In the aforesaid view of the matter, the Civil Miscellaneous Appeal is allowed. The order in I.A. No.24 of 2024 in H.M.O.P. No.117 of 2023 is set aside, and the said I.A. stands allowed.
No order as to costs. Consequently, all pending applications shall stand closed.”

— Ninala Jayasurya, J.
— Tuhin Kumar Gedela, J.
Date: 22.09.2025

ANALYSIS AND COMMENTARY

This judgment reinforces a liberal and equitable approach in matrimonial litigation, aligning with consistent precedents of the Supreme Court and High Courts holding that technicalities should not defeat substantive justice between spouses.

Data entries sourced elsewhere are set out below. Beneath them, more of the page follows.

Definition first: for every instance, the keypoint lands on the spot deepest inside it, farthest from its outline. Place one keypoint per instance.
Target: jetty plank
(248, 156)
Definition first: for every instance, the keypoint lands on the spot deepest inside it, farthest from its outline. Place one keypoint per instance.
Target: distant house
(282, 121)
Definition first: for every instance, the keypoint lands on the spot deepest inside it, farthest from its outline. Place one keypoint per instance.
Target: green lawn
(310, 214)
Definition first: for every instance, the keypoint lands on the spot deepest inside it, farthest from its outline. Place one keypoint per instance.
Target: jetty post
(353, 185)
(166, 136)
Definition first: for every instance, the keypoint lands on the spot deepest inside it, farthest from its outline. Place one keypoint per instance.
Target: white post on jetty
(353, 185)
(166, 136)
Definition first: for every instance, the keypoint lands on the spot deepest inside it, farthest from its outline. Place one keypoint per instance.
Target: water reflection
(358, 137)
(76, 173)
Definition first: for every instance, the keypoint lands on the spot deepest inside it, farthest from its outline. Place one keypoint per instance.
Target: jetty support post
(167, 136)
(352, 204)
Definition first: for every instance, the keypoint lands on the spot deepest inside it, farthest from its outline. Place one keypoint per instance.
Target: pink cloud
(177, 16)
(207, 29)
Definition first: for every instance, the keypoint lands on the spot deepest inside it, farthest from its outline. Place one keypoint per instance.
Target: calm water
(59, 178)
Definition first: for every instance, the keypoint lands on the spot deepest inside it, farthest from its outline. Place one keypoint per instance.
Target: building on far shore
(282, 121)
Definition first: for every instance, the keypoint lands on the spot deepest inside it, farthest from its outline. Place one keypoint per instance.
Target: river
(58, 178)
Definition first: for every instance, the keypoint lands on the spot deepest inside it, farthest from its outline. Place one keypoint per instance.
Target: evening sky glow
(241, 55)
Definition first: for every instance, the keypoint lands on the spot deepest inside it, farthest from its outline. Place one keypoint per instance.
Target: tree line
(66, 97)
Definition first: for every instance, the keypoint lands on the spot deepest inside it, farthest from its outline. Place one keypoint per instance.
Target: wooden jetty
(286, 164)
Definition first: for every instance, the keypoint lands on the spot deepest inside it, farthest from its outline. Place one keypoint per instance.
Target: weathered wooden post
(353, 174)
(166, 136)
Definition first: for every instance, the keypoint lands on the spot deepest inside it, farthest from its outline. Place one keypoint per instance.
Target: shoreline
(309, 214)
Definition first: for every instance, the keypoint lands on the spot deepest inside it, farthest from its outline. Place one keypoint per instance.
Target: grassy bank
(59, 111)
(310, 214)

By condoning a brief delay of 94 days, the Court prioritized conciliation and adjudication on merits over strict procedural compliance. The Bench notably underscored that in such personal disputes, a pragmatic approach must prevail over a pedantic one, reflecting the judicial philosophy in family law where human considerations outweigh procedural lapses.

FINAL DISPOSITION

  • Civil Miscellaneous Appeal No. 555 of 2025 — Allowed.

  • Order in I.A. No.24 of 2024 in H.M.O.P. No.117 of 2023 — Set aside.

  • Delay of 94 days — Condoned.

  • Ex parte decree of divorce — Set aside.

  • No order as to costs.

  • All pending miscellaneous petitions — Closed.